5.5. Topics#
Topics are a vital element of the ROS graph that act as a bus for nodes to exchange messages.
ROS topics use namespaces to distinguish themselves. For example, in a vehicle running ROS, the positions of each wheel may be organized using the following four topics:
/wheels/front/driver/velocity
/wheels/front/passenger/velocity
/wheels/rear/driver/velocity
/wheels/rear/passenger/velocity
Note
Even when creating a small ROS Graph with only a few nodes, the number of topics tends to grow quickly. Using sensible names for topics will help you (and your colleagues!) understand the intended role of a topic, avoid confusing topics.
For example, while the name /wheels/front/driver/velocity might seem quite large and verbose,
it is also very explicit which will help you from accidentally confusing it from the topic containing the velocity of the rear driver.
Don’t mind using long topic names, because even on the CLI you can use TAB-completion to quickly autocomplete the name!
A key thing to realize about topics is that the data they contain is dynamic, meaning it changes
constantly. In our vehicle example the velocity of each wheel might be measured
one thousand times a second or more. Since the data in a ROS topic is constantly
changing, an important distinction for a topic is whether the topic is “creating”
or as we like to say in ROS publishing, or if it is reading the data, what we call
subscribing to the topic.
Typical ROS nodes subscribe to one set of topics, process that input data, and then publish to another set of topics. A node may publish data to any number of topics, and simultaneously have subscriptions to any number of topics. Likewise, a single topic can be published to by multiple nodes and be subscribed to by multiple nodes. We call this a many-to-many communication model.
Topics are one of the main ways in which data is moved between nodes and therefore between different parts of the system.
5.5.1. Exploring and using topics from the CLI#
The ros2 topic command provides various sub commands to inspect and use topics from your terminal.

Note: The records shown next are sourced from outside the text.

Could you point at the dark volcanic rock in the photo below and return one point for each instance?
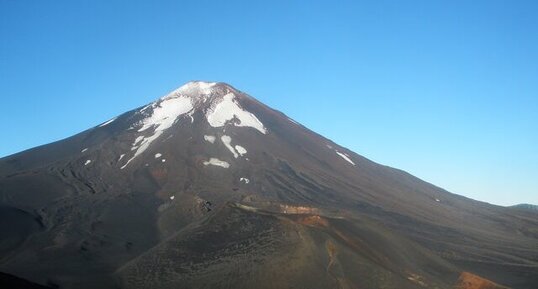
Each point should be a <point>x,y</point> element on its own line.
<point>209,188</point>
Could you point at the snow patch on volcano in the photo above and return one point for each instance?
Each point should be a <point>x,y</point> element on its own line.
<point>210,138</point>
<point>241,150</point>
<point>163,116</point>
<point>228,109</point>
<point>217,162</point>
<point>226,140</point>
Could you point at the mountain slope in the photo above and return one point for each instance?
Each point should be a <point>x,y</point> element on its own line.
<point>209,188</point>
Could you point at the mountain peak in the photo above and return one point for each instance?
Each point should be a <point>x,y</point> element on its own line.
<point>201,91</point>
<point>218,102</point>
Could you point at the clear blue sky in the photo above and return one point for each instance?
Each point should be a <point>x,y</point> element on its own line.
<point>446,90</point>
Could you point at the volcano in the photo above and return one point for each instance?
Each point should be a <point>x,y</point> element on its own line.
<point>209,188</point>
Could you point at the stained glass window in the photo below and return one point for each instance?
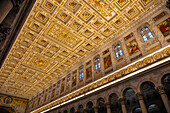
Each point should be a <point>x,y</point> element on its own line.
<point>58,86</point>
<point>97,63</point>
<point>118,51</point>
<point>68,81</point>
<point>36,100</point>
<point>81,74</point>
<point>42,97</point>
<point>49,94</point>
<point>146,34</point>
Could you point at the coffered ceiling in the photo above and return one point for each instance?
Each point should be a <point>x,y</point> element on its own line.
<point>58,34</point>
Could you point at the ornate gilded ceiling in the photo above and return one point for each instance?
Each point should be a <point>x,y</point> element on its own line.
<point>59,33</point>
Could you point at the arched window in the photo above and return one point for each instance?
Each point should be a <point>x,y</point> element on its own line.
<point>131,100</point>
<point>166,83</point>
<point>146,33</point>
<point>90,108</point>
<point>81,74</point>
<point>65,111</point>
<point>42,97</point>
<point>97,63</point>
<point>153,108</point>
<point>30,105</point>
<point>68,81</point>
<point>58,87</point>
<point>36,100</point>
<point>49,94</point>
<point>114,103</point>
<point>101,106</point>
<point>118,51</point>
<point>152,98</point>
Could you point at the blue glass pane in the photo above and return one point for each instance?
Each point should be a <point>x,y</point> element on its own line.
<point>150,35</point>
<point>145,38</point>
<point>121,53</point>
<point>117,55</point>
<point>146,28</point>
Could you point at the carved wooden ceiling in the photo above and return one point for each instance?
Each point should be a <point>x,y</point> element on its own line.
<point>59,33</point>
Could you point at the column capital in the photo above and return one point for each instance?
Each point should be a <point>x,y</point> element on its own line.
<point>139,95</point>
<point>161,89</point>
<point>122,100</point>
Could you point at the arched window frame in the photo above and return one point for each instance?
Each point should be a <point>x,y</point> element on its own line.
<point>58,87</point>
<point>117,48</point>
<point>49,93</point>
<point>147,35</point>
<point>68,80</point>
<point>81,73</point>
<point>42,97</point>
<point>97,63</point>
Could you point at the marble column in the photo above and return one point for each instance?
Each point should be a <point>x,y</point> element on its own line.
<point>108,107</point>
<point>95,109</point>
<point>122,101</point>
<point>141,102</point>
<point>161,90</point>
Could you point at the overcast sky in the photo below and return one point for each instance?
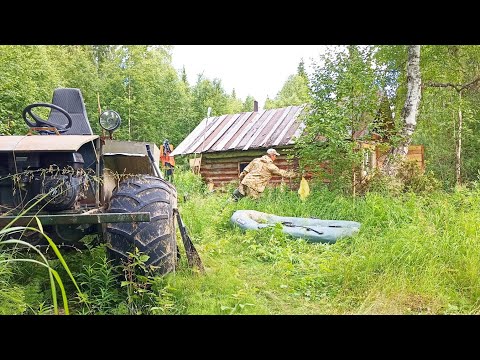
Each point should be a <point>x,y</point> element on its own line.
<point>257,70</point>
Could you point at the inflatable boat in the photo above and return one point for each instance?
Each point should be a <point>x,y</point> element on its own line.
<point>310,229</point>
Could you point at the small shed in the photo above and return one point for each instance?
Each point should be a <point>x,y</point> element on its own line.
<point>223,145</point>
<point>220,147</point>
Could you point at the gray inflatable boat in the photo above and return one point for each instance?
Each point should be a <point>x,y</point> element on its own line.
<point>310,229</point>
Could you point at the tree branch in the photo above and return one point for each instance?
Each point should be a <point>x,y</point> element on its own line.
<point>457,87</point>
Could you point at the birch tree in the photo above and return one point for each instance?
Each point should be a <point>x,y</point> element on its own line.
<point>409,112</point>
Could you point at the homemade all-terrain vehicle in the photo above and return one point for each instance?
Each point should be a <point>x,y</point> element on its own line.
<point>77,183</point>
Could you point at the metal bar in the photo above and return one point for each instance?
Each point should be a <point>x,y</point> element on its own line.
<point>76,219</point>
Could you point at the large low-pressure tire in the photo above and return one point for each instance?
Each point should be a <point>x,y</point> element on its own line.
<point>156,238</point>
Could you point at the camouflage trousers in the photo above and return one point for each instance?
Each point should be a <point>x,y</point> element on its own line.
<point>248,191</point>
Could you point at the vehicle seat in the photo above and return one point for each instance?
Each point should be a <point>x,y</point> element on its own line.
<point>71,100</point>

To see sub commands and syntax for the ros2 topic command, we’ll run: ros2 topic --help.
This command outputs the following:
$ ros2 topic --help
usage: ros2 topic [-h] [--include-hidden-topics]
Call `ros2 topic <command> -h` for more detailed usage. ...
Various topic related sub-commands
optional arguments:
-h, --help show this help message and exit
--include-hidden-topics
Consider hidden topics as well
Commands:
bw Display bandwidth used by topic
delay Display delay of topic from timestamp in header
echo Output messages from a topic
find Output a list of available topics of a given type
hz Print the average publishing rate to screen
info Print information about a topic
list Output a list of available topics
pub Publish a message to a topic
type Print a topic's type
Call `ros2 topic <command> -h` for more detailed usage.
There are quite a
few sub commands; we won’t discuss all of them, but let’s look closely at a few.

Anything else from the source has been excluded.